A total of 115 students participated. Faculty-written questions had the highest mean correct response rate (2.91 ± 1.34), followed by template-based AIG (2.32 ± 1.66) and ChatGPT-4o (2.3 ± 1.14) questions (P < 0.001). The mean difficulty index was 0.58 for faculty, and 0.46 for both template-based AIG and ChatGPT-4o. Discrimination indices were acceptable (≥0.2) or very good (≥0.4) for template-based AIG questions. In contrast, four of the ChatGPT-generated questions were acceptable, and three were very good. Student evaluations of questions and the overall examination were favorable, particularly regarding question clarity and content alignment. Examination scores showed a weak correlation with practical examination performance (P = 0.041), but not with theoretical grades (P = 0.652).

CONCLUSION

Both the ChatGPT-4o and template-based AIG methods produced MCQs with acceptable psychometric properties. While faculty-written questions were most effective overall, AI-generated questions–especially those from the template-based AIG method–showed strong potential for use in radiology education.
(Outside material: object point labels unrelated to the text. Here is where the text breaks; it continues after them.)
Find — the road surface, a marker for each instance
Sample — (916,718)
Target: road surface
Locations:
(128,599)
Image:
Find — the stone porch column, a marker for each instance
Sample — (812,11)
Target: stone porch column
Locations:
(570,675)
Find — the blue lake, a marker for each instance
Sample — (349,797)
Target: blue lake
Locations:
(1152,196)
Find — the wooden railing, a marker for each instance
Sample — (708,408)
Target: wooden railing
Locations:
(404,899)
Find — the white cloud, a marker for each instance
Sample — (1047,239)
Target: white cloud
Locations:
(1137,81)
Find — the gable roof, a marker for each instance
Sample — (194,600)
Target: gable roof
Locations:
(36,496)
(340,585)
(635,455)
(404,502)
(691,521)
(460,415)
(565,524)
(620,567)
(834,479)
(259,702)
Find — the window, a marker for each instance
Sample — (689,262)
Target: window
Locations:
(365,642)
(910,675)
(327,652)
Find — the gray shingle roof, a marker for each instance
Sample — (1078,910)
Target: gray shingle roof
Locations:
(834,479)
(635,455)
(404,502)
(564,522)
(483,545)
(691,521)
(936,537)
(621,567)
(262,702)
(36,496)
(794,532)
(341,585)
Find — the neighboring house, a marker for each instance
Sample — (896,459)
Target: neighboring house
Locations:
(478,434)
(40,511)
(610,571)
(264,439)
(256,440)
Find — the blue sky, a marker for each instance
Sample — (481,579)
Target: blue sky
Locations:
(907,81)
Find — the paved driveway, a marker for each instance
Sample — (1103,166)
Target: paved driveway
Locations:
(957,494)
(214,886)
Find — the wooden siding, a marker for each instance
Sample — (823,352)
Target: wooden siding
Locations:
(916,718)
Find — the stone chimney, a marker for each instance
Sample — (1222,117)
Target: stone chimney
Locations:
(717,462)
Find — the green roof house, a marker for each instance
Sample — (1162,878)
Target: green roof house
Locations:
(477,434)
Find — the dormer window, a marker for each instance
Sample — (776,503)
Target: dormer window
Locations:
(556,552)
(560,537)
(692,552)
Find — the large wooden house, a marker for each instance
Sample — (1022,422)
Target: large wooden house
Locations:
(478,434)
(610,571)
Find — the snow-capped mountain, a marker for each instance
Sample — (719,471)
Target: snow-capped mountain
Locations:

However, the small number of items per method and the single-institution context limit the robustness and generalizability of the findings. These results should be regarded as exploratory, and further validation in larger, multicenter studies is required.

CLINICAL SIGNIFICANCE

AI-based question generation may potentially support educators by enhancing efficiency and consistency in assessment item creation. These methods may complement traditional approaches to help scale up high-quality MCQ development in medical education, particularly in resource-limited settings; however, they should be applied with caution and expert oversight until further evidence is available, especially given the preliminary nature of the current findings.